Kadar lemak di dalam tubuh menyebabkan banyak masalah pada pria. Salah satu masalah yang akan terjadi adalah penurunan kualitas dari ereksi. Area di sekitar pelvis akan ditumbuhi banyak jaringan lemak yang menyebabkan terjadinya penyumbatan aliran darah secara masif.

Kalau Anda tidak ingin mengalami gangguan ereksi yang mengganggu kehidupan seks, coba atur pola makan dan turunkan kadar lemak di dalam tubuh. Penurunan kadar lemak ini akan membuat tubuh menjadi lebih sehat sehingga peluang terjadi ereksi maksimal bisa terjadi.

Selain itu, tubuh yang kadar lemaknya rendah juga tidak mudah mendapatkan diabetes. Penyakit gula darah ini akan mematikan kemampuan ereksi pria perlahan-lahan.

  1. Terlalu banyak kafein

Kafein yang dikonsumsi dalam jumlah yang tepat akan memberikan banyak manfaat khususnya untuk masalah mempertahankan ereksi. Pria yang mengonsumsi kopi 1-2 cangkir sebelum bercinta bisa mendapatkan seks yang jauh lebih intens dan orgasme yang didapatkan hebat.

Sayangnya kalau kafein yang dikonsumsi terlalu banyak, pria akan mengalami gangguan berupa anyang-anyangan. Kondisi sering kebelet kencing ini akan mengganggu kekuatan ereksi.

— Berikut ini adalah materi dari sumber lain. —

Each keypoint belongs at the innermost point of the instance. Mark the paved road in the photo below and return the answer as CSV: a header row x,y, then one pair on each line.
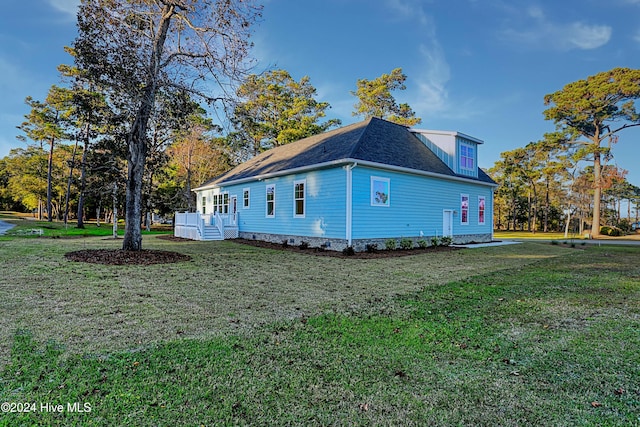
x,y
4,226
599,242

  1. Istirahat tidak cukup

Pria yang terlalu capai bekerja dan pikirannya terlalu berat akan mengalami gangguan ereksi yang cukup parah. Pria akan susah sekali mendapatkan ereksi maksimal atau tidak mendapatkannya sama sekali. Hal ini bisa terjadi karena tubuh yang capai cenderung rendah libidonya.

Kalau ingin mendapatkan ereksi yang maksimal, istirahatlah dengan cukup. Setiap hari tidur minimal 6 jam agar kondisi tubuh selalu prima.

Semoga kita tidak mengalami gangguan ereksi, ya. Kalau sampai gangguan terjadi, kehidupan seks akan terganggu.